Brett Whiteley, ArtistTo Culture
As one of Australia's most venerated painters, Sydney-born Brett Whiteley (1939-1992) garnered considerable acclaim both at home and abroad. His unique and avant-garde perspective of the Australian landscape has endeared him to the Australian public. His style is one of the most easily identifiable amongst the uninitiated. As a young painter, he famously drew inspiration from Lloyd Rees' work, particularly his paintings of Sydney Harbour.
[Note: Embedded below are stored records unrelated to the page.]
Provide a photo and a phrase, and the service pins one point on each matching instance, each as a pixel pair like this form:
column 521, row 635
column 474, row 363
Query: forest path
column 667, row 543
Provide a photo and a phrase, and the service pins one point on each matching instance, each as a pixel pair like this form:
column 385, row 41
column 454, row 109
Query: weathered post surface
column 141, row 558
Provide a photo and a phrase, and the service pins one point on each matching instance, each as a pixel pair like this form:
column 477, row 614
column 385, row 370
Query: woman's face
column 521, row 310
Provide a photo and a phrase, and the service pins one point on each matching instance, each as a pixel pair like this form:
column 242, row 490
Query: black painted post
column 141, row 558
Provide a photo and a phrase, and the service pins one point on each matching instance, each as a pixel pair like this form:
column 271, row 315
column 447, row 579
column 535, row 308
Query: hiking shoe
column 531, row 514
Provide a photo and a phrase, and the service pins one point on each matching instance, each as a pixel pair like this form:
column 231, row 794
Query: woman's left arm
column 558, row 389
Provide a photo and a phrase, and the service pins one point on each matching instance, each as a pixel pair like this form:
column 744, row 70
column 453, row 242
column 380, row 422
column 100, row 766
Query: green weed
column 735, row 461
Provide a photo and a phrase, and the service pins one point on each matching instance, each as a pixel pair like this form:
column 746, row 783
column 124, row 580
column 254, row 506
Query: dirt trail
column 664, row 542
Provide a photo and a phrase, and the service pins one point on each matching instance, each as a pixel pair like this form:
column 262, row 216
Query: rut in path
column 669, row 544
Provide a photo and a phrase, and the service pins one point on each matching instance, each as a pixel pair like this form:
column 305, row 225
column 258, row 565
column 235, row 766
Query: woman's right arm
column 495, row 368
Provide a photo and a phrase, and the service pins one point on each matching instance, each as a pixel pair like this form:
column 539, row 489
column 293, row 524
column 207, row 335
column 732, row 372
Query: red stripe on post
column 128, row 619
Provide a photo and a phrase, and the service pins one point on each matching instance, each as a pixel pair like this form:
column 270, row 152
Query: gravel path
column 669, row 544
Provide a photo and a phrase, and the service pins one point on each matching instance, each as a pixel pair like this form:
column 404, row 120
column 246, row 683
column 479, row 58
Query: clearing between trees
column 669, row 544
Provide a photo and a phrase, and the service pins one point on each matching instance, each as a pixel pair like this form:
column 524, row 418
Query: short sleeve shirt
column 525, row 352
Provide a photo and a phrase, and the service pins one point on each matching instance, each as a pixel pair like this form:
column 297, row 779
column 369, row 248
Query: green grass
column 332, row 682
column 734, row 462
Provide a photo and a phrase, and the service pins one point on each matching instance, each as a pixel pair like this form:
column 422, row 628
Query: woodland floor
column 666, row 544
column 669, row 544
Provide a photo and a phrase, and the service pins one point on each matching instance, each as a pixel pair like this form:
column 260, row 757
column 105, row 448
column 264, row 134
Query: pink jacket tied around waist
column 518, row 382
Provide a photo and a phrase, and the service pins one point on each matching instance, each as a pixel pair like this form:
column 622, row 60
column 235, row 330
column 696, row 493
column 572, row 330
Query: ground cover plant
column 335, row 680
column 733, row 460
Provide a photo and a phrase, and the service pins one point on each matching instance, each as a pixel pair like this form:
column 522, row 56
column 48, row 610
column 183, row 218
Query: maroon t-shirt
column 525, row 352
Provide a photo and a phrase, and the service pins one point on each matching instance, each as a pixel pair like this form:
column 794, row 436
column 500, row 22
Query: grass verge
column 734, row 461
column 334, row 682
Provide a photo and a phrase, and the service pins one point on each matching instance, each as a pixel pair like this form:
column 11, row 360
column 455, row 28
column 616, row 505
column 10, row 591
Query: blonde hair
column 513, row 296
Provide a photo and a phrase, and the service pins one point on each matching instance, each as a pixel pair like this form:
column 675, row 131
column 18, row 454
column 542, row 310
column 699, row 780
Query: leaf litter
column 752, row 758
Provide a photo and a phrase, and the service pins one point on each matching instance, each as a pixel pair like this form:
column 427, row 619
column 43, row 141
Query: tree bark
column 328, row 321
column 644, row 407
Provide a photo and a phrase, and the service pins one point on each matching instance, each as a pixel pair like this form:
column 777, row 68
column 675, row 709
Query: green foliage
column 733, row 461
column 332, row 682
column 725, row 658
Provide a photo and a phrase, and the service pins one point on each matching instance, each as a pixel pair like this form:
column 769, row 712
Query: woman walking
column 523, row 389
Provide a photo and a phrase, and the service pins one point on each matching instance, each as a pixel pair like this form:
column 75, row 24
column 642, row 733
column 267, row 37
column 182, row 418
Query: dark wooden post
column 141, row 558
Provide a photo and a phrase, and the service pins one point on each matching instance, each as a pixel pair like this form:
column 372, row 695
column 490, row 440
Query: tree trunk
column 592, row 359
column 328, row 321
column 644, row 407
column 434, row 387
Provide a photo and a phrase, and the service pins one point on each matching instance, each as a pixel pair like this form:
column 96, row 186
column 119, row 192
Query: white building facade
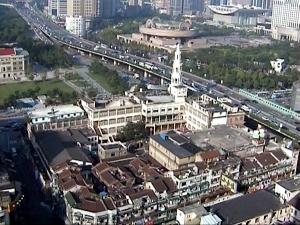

Between 1976-1978, Whiteley won each of the Archibald, Sulman and Wynne prizes twice. He traveled extensively, working in London, New York and Fiji. While in London he married Wendy Julius and they had their only child Arkie (1964-2001), whose acting career was cut short by cancer. He always credited his wife Wendy Whiteley as being his muse although they divorced in 1989. In 1991 he was awarded the Order of Australia in the Queen's Birthday honours. He became increasingly dependant on alcohol and addicted to heroin and in 1992 was found dead in a motel room in Thirroul, north of Wollongong.
With his own career blossoming after winning a traveling arts scholarship at the age of 21, Beryl Whiteley set up the Brett Whiteley Traveling Scholarship in memory of her son in 1999. His studio, where he lived and worked between 1988 and 1992, was gifted to the Art Gallery of NSW. The Brett Whiteley Studio, 2 Raper St, Surry Hills, is open to the public on the weekends and by appointment.